In soybean, a ubiquitin ligase that acts as a hub for seed size regulation in hormone signaling networks, has increased average seed weight and improved yield related traits []. In white lupin, phosphoproteomic and transcriptomic analyses revealed that the ABA-responsive transcription factor LuABI5 (a basic leucine zipper transcription factor that binds ABA-responsive elements) and the mitogen activated protein kinase LuMPK4 coordinate seed filling and heat stress responses []. By focusing on these central signaling components rather than peripheral network members, breeders and biotechnologists can harness system level leverage points and translate multi-omics insights into meaningful, system-wide improvements in legume performance.
Manipulating key components or hub genes within signaling pathways offers several distinct advantages.
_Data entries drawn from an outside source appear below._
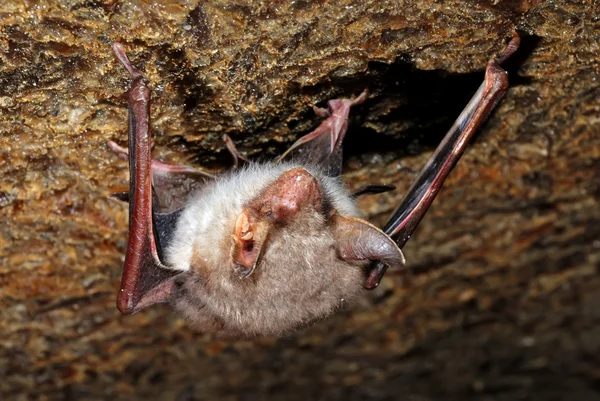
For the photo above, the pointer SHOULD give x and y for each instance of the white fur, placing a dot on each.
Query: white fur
(209, 218)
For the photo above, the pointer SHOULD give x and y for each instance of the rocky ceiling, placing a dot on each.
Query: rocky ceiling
(501, 299)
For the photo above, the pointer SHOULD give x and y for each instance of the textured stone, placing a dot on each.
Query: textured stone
(500, 301)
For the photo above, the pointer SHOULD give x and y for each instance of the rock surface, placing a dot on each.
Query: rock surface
(501, 300)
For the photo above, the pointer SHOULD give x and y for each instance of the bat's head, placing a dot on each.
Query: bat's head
(280, 259)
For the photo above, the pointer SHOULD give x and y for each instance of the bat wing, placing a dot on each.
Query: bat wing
(145, 280)
(410, 212)
(172, 183)
(323, 146)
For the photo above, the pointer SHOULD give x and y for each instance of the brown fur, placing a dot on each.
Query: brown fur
(300, 279)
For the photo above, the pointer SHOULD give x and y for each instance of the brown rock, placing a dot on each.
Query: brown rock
(500, 301)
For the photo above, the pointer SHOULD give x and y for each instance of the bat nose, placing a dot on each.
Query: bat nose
(292, 191)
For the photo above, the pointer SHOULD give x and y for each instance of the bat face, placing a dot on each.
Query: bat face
(264, 260)
(267, 248)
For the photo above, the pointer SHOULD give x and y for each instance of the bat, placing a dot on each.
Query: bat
(267, 248)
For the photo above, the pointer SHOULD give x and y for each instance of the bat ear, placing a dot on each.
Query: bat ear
(358, 240)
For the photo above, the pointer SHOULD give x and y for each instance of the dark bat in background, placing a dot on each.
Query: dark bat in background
(269, 247)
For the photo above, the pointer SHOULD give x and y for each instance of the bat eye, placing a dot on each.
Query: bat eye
(249, 246)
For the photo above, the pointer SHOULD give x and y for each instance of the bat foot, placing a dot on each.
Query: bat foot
(237, 156)
(327, 138)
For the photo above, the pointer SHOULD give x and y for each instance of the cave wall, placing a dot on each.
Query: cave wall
(501, 297)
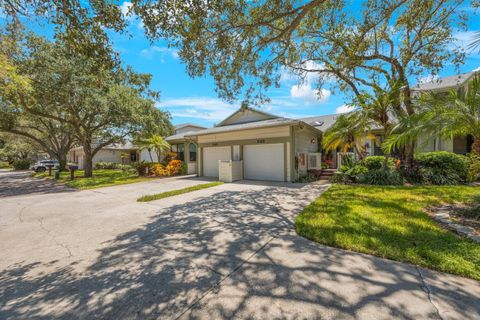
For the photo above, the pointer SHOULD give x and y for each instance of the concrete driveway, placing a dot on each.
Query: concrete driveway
(224, 252)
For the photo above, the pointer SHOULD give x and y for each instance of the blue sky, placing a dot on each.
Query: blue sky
(195, 100)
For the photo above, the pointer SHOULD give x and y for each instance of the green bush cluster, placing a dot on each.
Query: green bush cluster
(107, 165)
(442, 168)
(435, 168)
(22, 164)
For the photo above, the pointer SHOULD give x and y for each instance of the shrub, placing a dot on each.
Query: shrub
(168, 157)
(381, 177)
(307, 178)
(354, 172)
(442, 168)
(143, 167)
(173, 168)
(127, 168)
(107, 165)
(473, 161)
(348, 174)
(4, 165)
(376, 162)
(158, 170)
(22, 164)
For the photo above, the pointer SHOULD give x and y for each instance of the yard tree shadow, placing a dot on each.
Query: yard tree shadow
(20, 183)
(227, 250)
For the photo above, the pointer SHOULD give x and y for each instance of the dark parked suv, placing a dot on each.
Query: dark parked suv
(41, 166)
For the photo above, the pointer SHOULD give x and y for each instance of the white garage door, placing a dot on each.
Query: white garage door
(264, 162)
(211, 156)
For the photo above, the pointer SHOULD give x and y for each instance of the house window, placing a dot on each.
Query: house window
(192, 149)
(179, 150)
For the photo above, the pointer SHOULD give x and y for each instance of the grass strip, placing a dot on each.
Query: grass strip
(391, 222)
(179, 191)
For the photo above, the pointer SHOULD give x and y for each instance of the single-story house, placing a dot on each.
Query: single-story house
(270, 147)
(126, 153)
(186, 149)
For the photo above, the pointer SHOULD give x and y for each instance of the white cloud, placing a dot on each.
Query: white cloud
(206, 108)
(125, 8)
(162, 52)
(345, 108)
(308, 94)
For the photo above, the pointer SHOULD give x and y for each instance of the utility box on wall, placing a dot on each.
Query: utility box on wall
(229, 171)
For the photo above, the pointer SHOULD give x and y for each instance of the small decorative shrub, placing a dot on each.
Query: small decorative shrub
(173, 168)
(376, 162)
(348, 160)
(442, 168)
(107, 165)
(158, 170)
(127, 168)
(4, 165)
(381, 177)
(473, 161)
(307, 178)
(142, 167)
(348, 174)
(22, 164)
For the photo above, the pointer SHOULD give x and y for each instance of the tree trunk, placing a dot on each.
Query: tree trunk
(476, 145)
(88, 159)
(409, 155)
(62, 161)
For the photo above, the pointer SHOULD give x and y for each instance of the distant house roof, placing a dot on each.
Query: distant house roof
(243, 126)
(239, 116)
(183, 125)
(444, 83)
(114, 146)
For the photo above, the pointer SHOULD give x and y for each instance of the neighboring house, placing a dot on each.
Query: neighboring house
(119, 153)
(460, 145)
(270, 147)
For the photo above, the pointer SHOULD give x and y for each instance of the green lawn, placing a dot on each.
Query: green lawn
(391, 222)
(178, 191)
(101, 178)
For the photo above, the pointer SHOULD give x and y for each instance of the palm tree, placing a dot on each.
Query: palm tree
(456, 113)
(154, 142)
(347, 133)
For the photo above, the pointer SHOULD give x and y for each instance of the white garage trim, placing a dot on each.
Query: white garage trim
(264, 162)
(211, 156)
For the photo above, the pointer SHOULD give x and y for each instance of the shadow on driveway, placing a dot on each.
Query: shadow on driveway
(22, 183)
(162, 268)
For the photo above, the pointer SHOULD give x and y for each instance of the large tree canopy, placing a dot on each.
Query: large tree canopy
(246, 45)
(97, 106)
(81, 25)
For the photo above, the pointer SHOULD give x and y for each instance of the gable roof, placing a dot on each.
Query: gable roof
(244, 115)
(445, 83)
(321, 123)
(244, 126)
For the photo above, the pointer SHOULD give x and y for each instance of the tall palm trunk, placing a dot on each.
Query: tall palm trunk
(87, 161)
(476, 145)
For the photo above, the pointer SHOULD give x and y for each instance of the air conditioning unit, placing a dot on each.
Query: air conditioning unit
(314, 161)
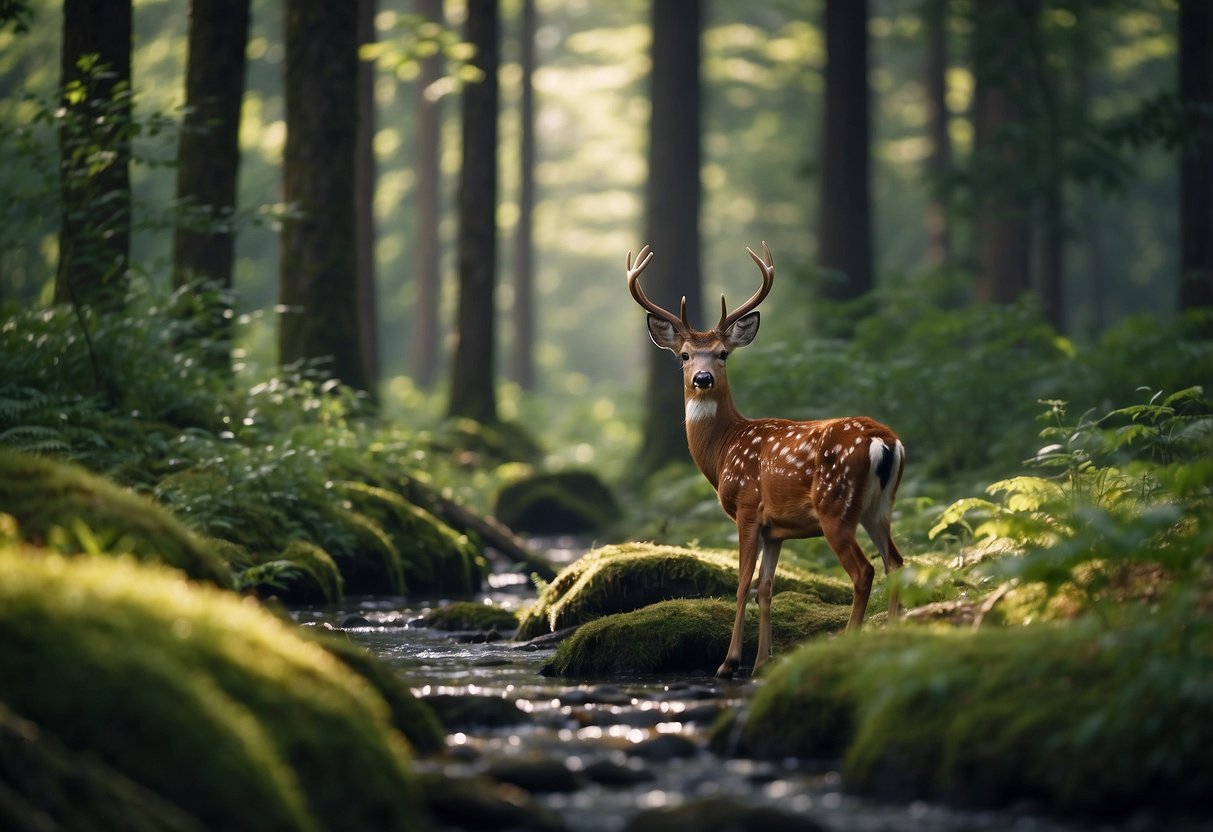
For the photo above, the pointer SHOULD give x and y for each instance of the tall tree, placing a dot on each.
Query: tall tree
(523, 359)
(95, 153)
(317, 283)
(939, 163)
(672, 204)
(844, 217)
(1196, 164)
(473, 388)
(423, 332)
(209, 152)
(364, 197)
(1001, 228)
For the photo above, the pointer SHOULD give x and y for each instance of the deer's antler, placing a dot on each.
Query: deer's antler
(768, 279)
(633, 285)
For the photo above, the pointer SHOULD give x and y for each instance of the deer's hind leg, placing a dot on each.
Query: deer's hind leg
(841, 536)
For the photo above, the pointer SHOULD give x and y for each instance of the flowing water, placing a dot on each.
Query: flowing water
(626, 745)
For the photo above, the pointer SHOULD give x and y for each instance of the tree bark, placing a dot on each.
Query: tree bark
(1196, 165)
(209, 158)
(672, 200)
(364, 198)
(844, 223)
(523, 364)
(1001, 228)
(473, 389)
(318, 281)
(939, 163)
(95, 232)
(423, 336)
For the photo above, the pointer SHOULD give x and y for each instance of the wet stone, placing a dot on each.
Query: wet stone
(665, 747)
(616, 773)
(597, 695)
(482, 804)
(459, 712)
(719, 814)
(534, 774)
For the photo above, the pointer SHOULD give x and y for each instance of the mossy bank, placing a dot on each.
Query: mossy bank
(187, 702)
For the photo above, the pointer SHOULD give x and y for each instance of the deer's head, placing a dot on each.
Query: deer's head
(702, 353)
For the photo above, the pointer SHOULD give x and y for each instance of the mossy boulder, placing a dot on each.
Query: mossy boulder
(687, 634)
(1078, 718)
(471, 615)
(419, 553)
(557, 502)
(619, 579)
(62, 506)
(198, 696)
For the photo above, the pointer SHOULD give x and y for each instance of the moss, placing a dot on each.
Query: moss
(319, 579)
(410, 716)
(471, 615)
(1080, 718)
(687, 636)
(197, 695)
(64, 506)
(567, 501)
(44, 786)
(434, 557)
(618, 579)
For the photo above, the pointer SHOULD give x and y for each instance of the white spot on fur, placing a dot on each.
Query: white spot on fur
(700, 409)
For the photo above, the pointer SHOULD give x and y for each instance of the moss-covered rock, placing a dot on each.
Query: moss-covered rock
(1078, 718)
(687, 636)
(49, 787)
(618, 579)
(64, 507)
(433, 557)
(558, 502)
(198, 696)
(471, 615)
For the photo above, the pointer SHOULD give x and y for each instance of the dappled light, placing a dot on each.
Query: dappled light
(342, 484)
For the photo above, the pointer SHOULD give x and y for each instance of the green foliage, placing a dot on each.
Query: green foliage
(72, 511)
(1116, 494)
(1077, 718)
(618, 579)
(222, 710)
(687, 634)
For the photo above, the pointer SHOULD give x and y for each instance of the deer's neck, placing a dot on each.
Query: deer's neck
(712, 421)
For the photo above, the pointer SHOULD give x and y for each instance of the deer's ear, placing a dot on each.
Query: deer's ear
(742, 331)
(662, 332)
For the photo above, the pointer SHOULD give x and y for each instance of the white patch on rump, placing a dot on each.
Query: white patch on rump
(699, 409)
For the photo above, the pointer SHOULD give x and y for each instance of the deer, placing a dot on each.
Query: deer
(778, 479)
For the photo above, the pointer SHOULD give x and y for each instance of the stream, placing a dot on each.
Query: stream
(598, 753)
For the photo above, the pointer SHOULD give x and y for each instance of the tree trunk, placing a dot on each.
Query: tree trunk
(318, 281)
(209, 155)
(1196, 164)
(473, 389)
(423, 337)
(1001, 228)
(672, 201)
(364, 198)
(95, 234)
(939, 163)
(523, 365)
(844, 233)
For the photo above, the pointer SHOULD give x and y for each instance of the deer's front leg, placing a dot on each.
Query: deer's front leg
(747, 554)
(766, 582)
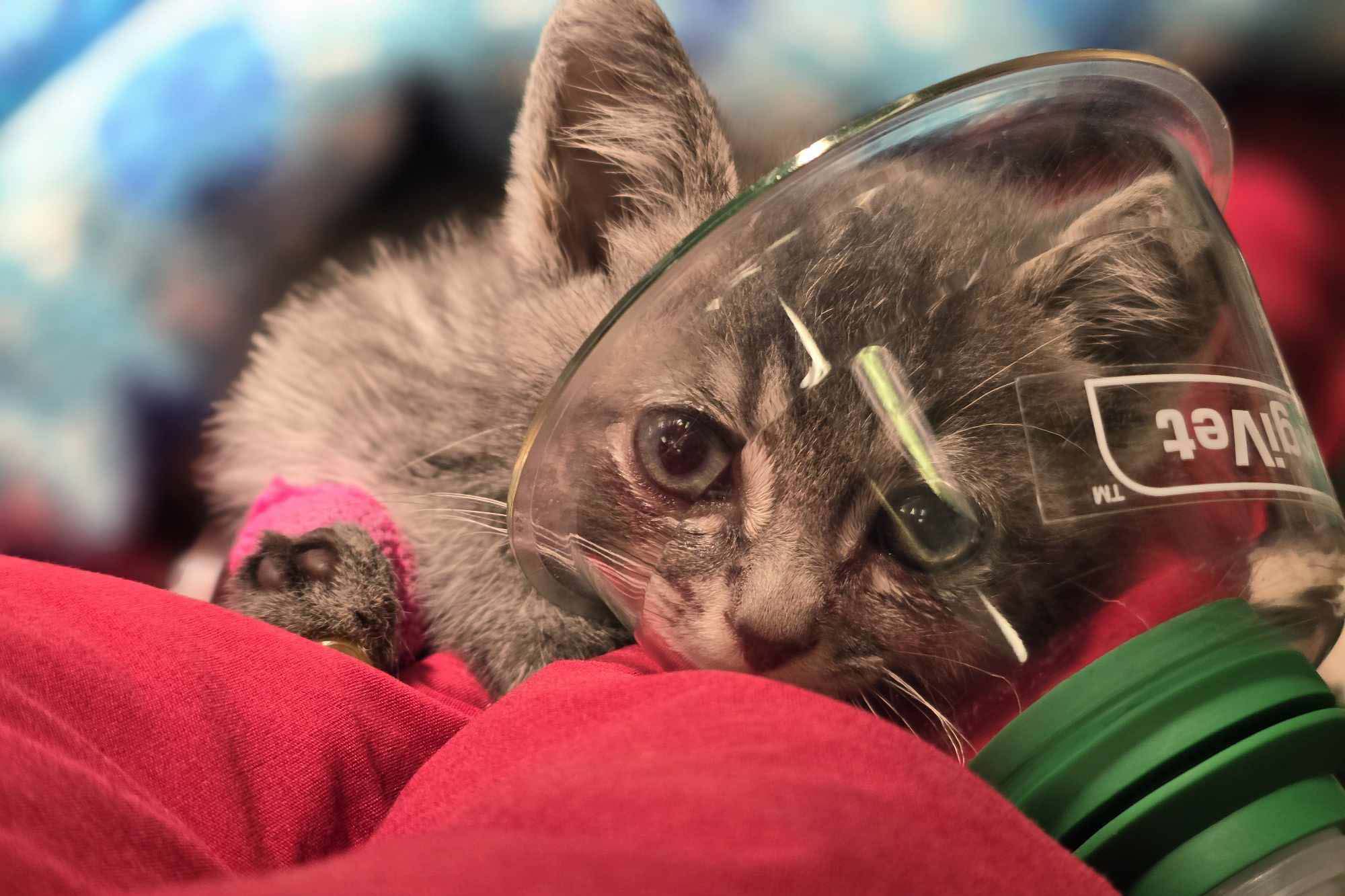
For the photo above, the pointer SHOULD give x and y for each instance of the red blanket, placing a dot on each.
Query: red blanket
(158, 741)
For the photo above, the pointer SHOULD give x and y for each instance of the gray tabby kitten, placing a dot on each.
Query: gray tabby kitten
(418, 378)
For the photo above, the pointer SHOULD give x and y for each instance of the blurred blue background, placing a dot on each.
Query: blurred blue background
(170, 167)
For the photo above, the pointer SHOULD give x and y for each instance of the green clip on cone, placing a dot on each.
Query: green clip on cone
(1182, 758)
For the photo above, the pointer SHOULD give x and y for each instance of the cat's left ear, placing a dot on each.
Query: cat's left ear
(1125, 274)
(617, 128)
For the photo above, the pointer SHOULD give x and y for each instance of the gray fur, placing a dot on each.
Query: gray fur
(416, 381)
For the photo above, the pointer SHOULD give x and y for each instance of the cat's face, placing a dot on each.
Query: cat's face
(755, 509)
(758, 510)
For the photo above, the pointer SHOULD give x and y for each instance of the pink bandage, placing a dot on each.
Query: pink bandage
(294, 510)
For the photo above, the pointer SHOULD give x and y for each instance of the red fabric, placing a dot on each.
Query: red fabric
(1286, 213)
(159, 741)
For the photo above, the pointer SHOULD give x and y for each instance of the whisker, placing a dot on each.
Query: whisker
(459, 495)
(992, 377)
(956, 737)
(455, 444)
(972, 666)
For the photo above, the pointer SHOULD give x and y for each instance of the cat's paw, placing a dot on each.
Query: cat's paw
(328, 584)
(1300, 583)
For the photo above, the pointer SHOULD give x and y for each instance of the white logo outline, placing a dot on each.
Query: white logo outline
(1163, 491)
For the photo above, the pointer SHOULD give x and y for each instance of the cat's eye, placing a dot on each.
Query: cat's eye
(684, 452)
(922, 530)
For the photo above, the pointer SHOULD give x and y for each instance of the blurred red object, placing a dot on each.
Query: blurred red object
(1288, 217)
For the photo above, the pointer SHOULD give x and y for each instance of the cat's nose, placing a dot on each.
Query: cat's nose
(763, 654)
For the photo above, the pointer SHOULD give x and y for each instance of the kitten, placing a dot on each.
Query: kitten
(418, 378)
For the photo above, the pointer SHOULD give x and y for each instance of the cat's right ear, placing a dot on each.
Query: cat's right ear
(617, 128)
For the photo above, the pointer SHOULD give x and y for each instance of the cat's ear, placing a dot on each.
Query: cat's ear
(1125, 274)
(615, 128)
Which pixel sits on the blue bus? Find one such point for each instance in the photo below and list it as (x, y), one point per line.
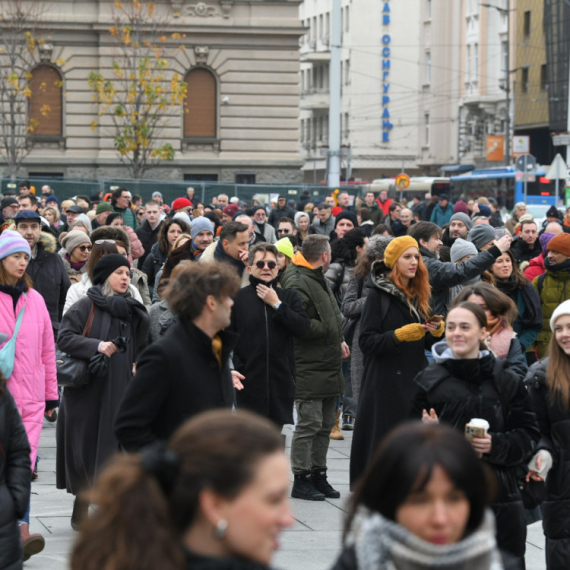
(500, 183)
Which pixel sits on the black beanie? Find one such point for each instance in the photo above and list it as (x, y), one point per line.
(107, 265)
(346, 216)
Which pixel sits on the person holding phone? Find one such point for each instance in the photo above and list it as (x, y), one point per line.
(394, 334)
(465, 382)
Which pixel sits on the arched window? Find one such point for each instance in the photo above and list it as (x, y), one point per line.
(45, 106)
(200, 106)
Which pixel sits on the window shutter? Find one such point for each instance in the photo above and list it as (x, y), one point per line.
(200, 105)
(45, 104)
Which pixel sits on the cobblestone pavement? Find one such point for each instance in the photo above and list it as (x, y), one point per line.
(313, 543)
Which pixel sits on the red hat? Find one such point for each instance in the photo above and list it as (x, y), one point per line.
(180, 203)
(231, 210)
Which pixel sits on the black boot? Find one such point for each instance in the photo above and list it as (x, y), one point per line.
(303, 488)
(321, 484)
(79, 514)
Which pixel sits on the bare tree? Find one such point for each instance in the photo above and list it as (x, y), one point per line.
(19, 45)
(142, 91)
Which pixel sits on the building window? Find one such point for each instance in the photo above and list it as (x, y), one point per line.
(526, 24)
(543, 78)
(46, 102)
(476, 61)
(200, 106)
(524, 80)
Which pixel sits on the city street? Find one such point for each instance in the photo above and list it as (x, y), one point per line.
(313, 543)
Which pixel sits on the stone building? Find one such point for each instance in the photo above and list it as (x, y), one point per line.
(241, 63)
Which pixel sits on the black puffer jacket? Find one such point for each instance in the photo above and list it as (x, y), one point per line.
(485, 388)
(14, 480)
(153, 264)
(554, 424)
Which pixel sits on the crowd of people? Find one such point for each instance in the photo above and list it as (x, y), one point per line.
(197, 331)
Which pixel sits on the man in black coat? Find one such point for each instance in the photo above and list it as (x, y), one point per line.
(187, 370)
(46, 267)
(268, 319)
(148, 232)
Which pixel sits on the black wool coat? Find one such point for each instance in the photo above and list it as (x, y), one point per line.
(265, 352)
(459, 390)
(390, 367)
(14, 480)
(85, 436)
(554, 423)
(178, 376)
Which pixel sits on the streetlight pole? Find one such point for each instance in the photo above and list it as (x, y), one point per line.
(507, 11)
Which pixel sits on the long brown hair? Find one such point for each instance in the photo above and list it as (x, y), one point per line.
(418, 289)
(141, 516)
(558, 374)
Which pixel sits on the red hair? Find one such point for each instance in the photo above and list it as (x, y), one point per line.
(418, 289)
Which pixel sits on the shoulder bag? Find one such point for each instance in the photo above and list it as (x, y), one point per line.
(8, 351)
(72, 372)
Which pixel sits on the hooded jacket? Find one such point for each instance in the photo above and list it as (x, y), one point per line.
(317, 354)
(34, 379)
(49, 277)
(485, 388)
(444, 276)
(554, 423)
(554, 290)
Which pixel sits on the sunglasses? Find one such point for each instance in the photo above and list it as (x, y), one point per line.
(261, 264)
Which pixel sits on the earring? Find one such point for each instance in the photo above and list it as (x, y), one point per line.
(220, 530)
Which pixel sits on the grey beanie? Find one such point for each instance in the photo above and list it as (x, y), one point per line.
(462, 248)
(201, 224)
(481, 235)
(461, 217)
(74, 239)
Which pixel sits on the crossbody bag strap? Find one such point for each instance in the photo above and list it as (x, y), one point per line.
(89, 323)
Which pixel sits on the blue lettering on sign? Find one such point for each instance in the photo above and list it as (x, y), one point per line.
(387, 126)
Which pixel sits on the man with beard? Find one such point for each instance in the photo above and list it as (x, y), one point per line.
(443, 276)
(268, 319)
(459, 226)
(553, 286)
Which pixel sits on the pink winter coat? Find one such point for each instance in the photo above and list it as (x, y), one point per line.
(535, 267)
(34, 379)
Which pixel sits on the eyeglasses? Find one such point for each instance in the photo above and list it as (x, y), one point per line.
(261, 264)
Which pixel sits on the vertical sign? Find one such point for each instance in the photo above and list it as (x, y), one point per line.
(386, 67)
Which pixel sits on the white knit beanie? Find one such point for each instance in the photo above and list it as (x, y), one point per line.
(562, 309)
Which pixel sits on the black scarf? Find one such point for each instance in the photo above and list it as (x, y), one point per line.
(254, 281)
(221, 255)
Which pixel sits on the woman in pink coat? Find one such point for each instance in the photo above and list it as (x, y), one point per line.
(33, 382)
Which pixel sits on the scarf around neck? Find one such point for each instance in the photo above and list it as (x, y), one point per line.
(385, 545)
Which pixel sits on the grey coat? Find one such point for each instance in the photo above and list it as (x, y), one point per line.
(352, 307)
(85, 437)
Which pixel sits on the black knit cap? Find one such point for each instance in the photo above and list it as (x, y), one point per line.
(107, 265)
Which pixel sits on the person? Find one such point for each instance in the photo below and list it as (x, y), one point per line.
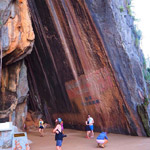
(58, 133)
(87, 128)
(62, 126)
(41, 127)
(102, 139)
(91, 122)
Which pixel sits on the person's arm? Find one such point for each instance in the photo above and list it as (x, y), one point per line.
(55, 129)
(93, 121)
(106, 137)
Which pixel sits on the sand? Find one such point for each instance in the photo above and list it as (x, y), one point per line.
(76, 140)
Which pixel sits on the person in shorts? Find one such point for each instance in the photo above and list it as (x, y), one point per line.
(87, 128)
(58, 133)
(91, 122)
(102, 139)
(41, 127)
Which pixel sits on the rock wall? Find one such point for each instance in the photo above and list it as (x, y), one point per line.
(79, 73)
(84, 61)
(17, 38)
(115, 22)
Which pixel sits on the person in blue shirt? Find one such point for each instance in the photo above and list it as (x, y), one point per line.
(102, 139)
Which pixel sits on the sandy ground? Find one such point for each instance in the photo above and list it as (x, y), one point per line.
(76, 140)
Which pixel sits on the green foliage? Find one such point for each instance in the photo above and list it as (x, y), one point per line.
(142, 112)
(138, 34)
(121, 9)
(129, 9)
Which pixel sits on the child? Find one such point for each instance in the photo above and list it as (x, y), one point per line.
(58, 134)
(41, 127)
(88, 130)
(102, 139)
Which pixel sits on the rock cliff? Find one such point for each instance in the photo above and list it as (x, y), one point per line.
(17, 38)
(84, 61)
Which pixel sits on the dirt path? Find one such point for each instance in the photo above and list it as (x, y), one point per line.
(76, 141)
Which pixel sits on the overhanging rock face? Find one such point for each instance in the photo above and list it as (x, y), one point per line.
(72, 75)
(17, 38)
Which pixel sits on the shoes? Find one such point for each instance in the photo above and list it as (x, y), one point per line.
(87, 137)
(102, 146)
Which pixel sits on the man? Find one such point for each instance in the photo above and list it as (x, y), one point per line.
(102, 139)
(91, 122)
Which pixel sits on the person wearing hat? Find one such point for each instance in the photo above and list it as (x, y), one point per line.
(58, 133)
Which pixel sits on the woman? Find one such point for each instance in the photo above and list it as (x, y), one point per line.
(41, 127)
(88, 130)
(58, 134)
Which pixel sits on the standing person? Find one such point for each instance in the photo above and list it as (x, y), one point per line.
(62, 126)
(102, 139)
(58, 134)
(41, 127)
(91, 122)
(87, 128)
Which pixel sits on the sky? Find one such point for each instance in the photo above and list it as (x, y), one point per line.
(141, 9)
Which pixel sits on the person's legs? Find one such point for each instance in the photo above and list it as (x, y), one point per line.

Hub regulators often control multiple downstream pathways, thereby offering a high potential for broad-spectrum resistance, an especially attractive trait for integrated pest and stress management []. For example, genome-wide and epistatic loci studies in soybean uncovered main and interacting loci conferring resistance to white mold (Sclerotinia sclerotiorum) across diverse environments []. Moreover, abiotic and biotic stress pathways often share components or interact through crosstalk mechanisms, meaning that targeting key regulatory hubs may simultaneously improve responses to both types of stress; however, because these pathways overlap, enhancing tolerance to one stress can sometimes compromise the response to another. Manipulating these nodes can also introduce multiple physiological barriers to pathogen infection or abiotic damage. This multi-layered defense architecture reduces the likelihood that pathogens or pests will evolve rapid countermeasures—a limitation commonly seen in transgenic and traditional breeding approaches relying on single-gene resistance []. For instance, Phytophthora sojae has overcome the effectiveness of multiple Rps genes introduced through traditional breeding [], while soybean cyst nematode (SCN) populations have adapted to transgenic resistance derived from Rhg1-containing cultivars, reducing their long-term efficacy [].
Phosphoproteomics and systems-level phospho-mapping will become vital tools in optimizing key signaling pathways. Phosphoproteomics refers to the large scale analysis of protein phosphorylation, the reversible addition of phosphate groups that dynamically regulates enzyme activity, protein–protein interactions and subcellular localization [].
By decoding these cell signaling networks, researchers can devise strategies to rewire these pathways in crops—maintaining high yields by fine-tuning stress signaling or channeling nutrients more efficiently to seeds. As omics research continues to illuminate these complex networks, the ability to fine-tune crop physiology through targeted manipulation of signaling pathways becomes a realistic approach to enhancing crop performance [,].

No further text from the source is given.